2.  au niveau économique

  • notre pays consacre 2,46% du son PIB à la recherche et au développement, un  taux supérieur à la moyenne européenne qui est de 2,03%.  Le Brabant Wallon même se positionne à la deuxième place en Europe au niveau de la recherche et de l’innovation en y investissant 7,63% de son PIB (« L’Echo » du 12 octobre 2015)
  • l’économie flamande se classe parmi les 4 régions les plus prospères de l’U.E.
  • le citoyen belge est le quatrième habitant le plus riche de la planète avec 84.770 € d’actifs financiers, tout en enregistrant un coefficient de Gini (taux d’inégalité) inférieur à la moyenne des pays développés (64,6%) et nettement inférieur à celui des Etats-Unis (80,6%)
  • A la faveur de la recherche, maintes entreprises wallonnes (souvent des « spin off » universitaires)  sont pionnières dans le domaine de la recherche appliquée et s’efforcent d’augmenter le volume des exportations, non sans succès.  Nombre d’entreprises multinationales ont recruté des CEO de nationalité belge (Nestlé, Dupont, Adecco, Heineken, Henkel, Atlas Copco)
  • encore faut-il organiser rigoureusement la stratégie, la rendre crédible et contrôler sa mise en œuvre.  Des techniques pointues existent pour quantifier les opérations de déboisement/reboisement par télédétection satellite, outils statistiques et relevés sur site et pour caractériser qualitativement des stratégies de plantation alternatives. L’ensemble du mécanisme est censé crédibiliser les opérations aux yeux de tous les partenaires.  Les Facultés de Gembloux (le département forestier du professeur Philippe Lejeune), mais aussi l’UCL et l’ULB y travaillent.  Avec des collègues européens, ils ont confronté leurs travaux et fait état de leurs avancées vers un système agroforestier durable qui profite aux populations locales tout en limitant les émissions de GES, jusqu’à développer le recours aux foyers de cuisson améliorés par exemple.  Comme ce fut le cas à Kyoto, l’expertise wallonne, peut suspecte de collusions intéressées aux yeux des pays pauvres, s’avère  régulièrement déterminante dans l’élaboration du consensus, affirme Dominique Perrin, porteur du dossier au cabinet du ministre Henry. (« L’Echo » du 30 octobre 2015)  

3. au niveau social 

  • notre système de sécurité social est un modèle qui inspire un nombre grandissant d’institutions étrangères
  • notre pays accueille chaque année près de 10.000 européens en quête d’un service dispensé uniquement chez nous au grand dam des autorités de tutelle.

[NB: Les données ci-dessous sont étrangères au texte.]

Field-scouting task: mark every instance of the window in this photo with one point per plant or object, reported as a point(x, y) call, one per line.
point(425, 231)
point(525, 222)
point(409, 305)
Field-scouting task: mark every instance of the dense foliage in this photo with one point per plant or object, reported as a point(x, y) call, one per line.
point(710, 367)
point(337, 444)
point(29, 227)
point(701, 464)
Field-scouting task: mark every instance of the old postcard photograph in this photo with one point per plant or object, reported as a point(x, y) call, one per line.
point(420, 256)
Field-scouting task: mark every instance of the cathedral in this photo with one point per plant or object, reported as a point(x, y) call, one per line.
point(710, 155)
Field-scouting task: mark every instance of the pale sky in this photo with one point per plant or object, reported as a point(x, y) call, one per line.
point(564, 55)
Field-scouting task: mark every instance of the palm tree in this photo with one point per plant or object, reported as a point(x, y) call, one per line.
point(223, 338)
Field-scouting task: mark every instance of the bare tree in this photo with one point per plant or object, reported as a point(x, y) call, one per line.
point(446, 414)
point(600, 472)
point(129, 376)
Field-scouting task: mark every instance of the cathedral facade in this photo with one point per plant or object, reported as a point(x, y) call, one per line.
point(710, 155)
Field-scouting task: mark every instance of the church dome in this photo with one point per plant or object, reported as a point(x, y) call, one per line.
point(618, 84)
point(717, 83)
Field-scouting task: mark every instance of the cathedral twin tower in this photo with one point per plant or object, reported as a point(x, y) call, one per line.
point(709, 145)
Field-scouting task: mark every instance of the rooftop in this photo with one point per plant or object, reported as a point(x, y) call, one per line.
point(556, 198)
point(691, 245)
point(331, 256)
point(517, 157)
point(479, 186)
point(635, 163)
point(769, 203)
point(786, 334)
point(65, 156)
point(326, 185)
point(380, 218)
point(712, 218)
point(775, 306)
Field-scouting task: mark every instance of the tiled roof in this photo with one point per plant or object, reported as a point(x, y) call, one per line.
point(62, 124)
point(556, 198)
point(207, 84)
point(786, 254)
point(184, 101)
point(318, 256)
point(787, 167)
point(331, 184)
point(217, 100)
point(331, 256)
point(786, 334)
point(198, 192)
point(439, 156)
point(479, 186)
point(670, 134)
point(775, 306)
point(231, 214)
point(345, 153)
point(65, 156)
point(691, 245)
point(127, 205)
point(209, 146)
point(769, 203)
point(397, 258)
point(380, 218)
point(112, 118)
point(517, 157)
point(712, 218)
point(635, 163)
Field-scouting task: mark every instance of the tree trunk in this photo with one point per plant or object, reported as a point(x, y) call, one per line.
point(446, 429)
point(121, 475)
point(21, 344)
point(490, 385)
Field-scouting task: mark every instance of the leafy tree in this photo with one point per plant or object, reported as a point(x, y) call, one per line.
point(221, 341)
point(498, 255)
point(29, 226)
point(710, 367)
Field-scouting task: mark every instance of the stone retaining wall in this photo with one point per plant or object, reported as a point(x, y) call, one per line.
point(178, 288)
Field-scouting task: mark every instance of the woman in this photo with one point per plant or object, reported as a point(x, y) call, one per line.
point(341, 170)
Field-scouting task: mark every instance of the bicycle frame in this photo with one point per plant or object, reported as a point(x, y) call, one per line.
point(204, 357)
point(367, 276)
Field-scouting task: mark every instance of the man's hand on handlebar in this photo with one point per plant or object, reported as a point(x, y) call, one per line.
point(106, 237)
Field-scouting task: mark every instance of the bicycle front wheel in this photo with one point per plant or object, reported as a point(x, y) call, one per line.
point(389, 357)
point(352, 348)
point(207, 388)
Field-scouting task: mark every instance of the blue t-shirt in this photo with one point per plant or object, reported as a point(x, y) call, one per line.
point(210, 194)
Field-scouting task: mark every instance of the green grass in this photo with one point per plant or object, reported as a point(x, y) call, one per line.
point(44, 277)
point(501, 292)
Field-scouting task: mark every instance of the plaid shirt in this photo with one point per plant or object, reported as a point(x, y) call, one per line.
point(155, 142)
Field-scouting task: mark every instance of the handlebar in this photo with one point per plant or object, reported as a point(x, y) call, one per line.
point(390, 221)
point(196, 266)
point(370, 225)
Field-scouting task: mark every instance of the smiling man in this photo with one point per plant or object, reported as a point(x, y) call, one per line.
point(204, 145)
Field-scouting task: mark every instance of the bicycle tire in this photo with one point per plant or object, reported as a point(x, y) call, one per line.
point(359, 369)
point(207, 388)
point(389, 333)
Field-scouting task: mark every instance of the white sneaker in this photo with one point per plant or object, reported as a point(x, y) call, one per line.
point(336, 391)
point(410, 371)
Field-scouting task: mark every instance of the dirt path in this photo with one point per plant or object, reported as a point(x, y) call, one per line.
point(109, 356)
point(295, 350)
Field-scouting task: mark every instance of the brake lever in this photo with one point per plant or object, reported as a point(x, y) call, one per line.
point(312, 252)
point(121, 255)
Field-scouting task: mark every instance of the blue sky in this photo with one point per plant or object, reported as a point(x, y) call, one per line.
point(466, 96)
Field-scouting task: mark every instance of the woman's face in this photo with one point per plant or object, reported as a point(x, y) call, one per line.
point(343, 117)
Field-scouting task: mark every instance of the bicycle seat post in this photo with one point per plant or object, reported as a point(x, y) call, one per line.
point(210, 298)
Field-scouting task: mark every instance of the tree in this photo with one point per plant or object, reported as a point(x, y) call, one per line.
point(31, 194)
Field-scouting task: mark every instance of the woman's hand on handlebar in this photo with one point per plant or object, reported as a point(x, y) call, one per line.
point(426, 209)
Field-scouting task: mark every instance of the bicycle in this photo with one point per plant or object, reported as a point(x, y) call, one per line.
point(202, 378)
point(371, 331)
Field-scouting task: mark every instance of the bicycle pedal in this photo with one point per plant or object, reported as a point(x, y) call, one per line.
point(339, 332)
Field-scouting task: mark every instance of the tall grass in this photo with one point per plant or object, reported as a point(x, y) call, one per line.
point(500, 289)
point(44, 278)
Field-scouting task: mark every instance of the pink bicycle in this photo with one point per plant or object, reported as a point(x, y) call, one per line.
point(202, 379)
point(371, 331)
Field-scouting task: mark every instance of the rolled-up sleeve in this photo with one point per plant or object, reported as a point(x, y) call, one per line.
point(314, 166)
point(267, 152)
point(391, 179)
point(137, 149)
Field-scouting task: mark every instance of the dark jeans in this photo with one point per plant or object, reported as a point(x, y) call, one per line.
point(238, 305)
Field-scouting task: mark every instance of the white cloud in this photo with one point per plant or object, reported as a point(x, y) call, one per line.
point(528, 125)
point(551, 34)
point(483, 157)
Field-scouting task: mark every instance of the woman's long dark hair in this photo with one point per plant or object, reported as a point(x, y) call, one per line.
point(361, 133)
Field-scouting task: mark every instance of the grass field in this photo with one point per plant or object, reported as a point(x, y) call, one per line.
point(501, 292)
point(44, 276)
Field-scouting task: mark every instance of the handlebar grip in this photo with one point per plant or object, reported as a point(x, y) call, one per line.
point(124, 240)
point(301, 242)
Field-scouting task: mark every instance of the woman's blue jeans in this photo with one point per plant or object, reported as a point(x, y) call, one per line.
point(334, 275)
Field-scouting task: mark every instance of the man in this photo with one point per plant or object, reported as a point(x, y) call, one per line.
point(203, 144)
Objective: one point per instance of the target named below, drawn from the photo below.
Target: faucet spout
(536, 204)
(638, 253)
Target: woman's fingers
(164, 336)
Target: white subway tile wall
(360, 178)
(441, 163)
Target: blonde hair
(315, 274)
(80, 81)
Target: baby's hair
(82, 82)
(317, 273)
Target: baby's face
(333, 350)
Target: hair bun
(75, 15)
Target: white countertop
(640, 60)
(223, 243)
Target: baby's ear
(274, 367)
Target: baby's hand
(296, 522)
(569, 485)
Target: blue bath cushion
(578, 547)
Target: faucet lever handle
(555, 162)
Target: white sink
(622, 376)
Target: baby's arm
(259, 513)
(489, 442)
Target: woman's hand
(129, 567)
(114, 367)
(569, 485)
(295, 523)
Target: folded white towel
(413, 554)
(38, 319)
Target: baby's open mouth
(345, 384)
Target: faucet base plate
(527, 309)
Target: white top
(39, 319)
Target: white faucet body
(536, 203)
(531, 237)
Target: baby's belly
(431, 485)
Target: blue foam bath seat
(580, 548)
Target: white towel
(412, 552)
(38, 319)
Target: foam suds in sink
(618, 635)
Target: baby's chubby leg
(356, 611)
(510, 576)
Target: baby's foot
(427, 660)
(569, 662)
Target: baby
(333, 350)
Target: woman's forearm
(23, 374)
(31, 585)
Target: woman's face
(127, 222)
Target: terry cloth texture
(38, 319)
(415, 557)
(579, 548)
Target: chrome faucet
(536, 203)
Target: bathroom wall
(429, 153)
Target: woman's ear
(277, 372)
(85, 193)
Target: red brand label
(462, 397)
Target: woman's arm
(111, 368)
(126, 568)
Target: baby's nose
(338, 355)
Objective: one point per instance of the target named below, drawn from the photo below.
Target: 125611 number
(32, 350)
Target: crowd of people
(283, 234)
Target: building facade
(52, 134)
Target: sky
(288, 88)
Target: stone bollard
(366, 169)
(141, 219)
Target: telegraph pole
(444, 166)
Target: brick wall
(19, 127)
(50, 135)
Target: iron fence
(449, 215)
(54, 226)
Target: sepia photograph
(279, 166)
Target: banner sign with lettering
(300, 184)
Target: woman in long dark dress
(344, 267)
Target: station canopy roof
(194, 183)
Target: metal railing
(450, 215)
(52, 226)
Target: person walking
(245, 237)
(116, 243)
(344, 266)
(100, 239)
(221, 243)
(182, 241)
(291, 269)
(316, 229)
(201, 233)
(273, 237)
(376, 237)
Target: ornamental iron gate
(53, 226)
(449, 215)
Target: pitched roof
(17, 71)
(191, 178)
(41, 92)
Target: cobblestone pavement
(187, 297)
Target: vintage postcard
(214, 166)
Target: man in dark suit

Cet ensemble de résultats tend à lisser les aspects quelque peu différents entre les diverses Communautés et à rassembler davantage les Belges de tout bord.  Dès lors, on peut penser qu’une nation belge renaît de ses cendres et que celle-ci accentuera la dynamique tous azimuts dont notre pays qui en a grand besoin face à la concurrence mondiale accrue. Ce qu’ignorent nos compatriotes :  la Belgique fut le pays qui fit connaître en Europe les premiers super- et hypermarchés implantés aux Etats-Unis.